African Liberation Movements

As the Cold War intensified in the 1950s, the United States government used anti-communism to undermine progressive struggles for social change, including the anti-colonial and anti-imperial alliance between Africans and Black Americans. Black activism on international political issues was often deemed anti-American, and the civil rights establishment, once actively anti-colonial but under siege from McCarthyism, quieted its voice during much of the 1950s.

However, an undercurrent of news from Africa, most often conveyed by Black newspapers, made its across the Atlantic, inspiring a new generation of Black activists coming of age in the late fifties and early sixties. The Algerian War for Independence, the Mau Mau revolt in Kenya, and the independence of Ghana all made a deep impression on Black high school and college students who were beginning to challenge segregation in the Jim Crow South.

In 1960, as young Black people across the South engaged in sit-in demonstrations at segregated restaurants and other public facilities, 17 African nations gained their independence.
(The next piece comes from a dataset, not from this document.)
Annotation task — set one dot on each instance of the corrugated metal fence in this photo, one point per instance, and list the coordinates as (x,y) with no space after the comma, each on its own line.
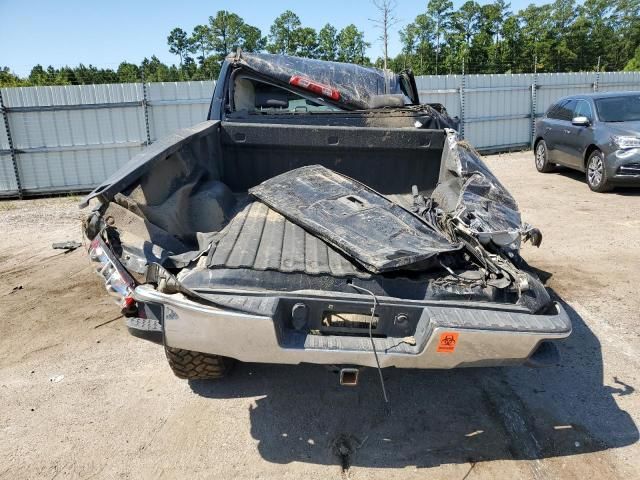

When the sit-inners convened in Raleigh, North Carolina, to form the Student Nonviolent Coordinating Committee (SNCC), they noted their affiliation with these newly-independent countries. “We identify ourselves with the African struggle,” read SNCC’s founding statement, “as a concern for all mankind.” The organization’s following conference in Atlanta featured Antioch College student Alphonse Okuku, the brother of Kenyan labor leader Tom Mboya, as a speaker. He also joined SNCC protests on Route 40.

As SNCC grew, so did the organization’s connection with the world-wide struggle for freedom and justice. The organization was an incubator for thoughts and ideas. SNCC’s slogan, “One Man One Vote” was borrowed from the Zambian independence movement. Books and other publications from Third World struggles circulated. “Everyone in their hip pocket carried Fanon around,” remembered Karen Edmonds (Spellman). “We’d always have hardbacks, and we’d exchange them with each other after we read them and we’d sit down at night and talk about what the meaning was.”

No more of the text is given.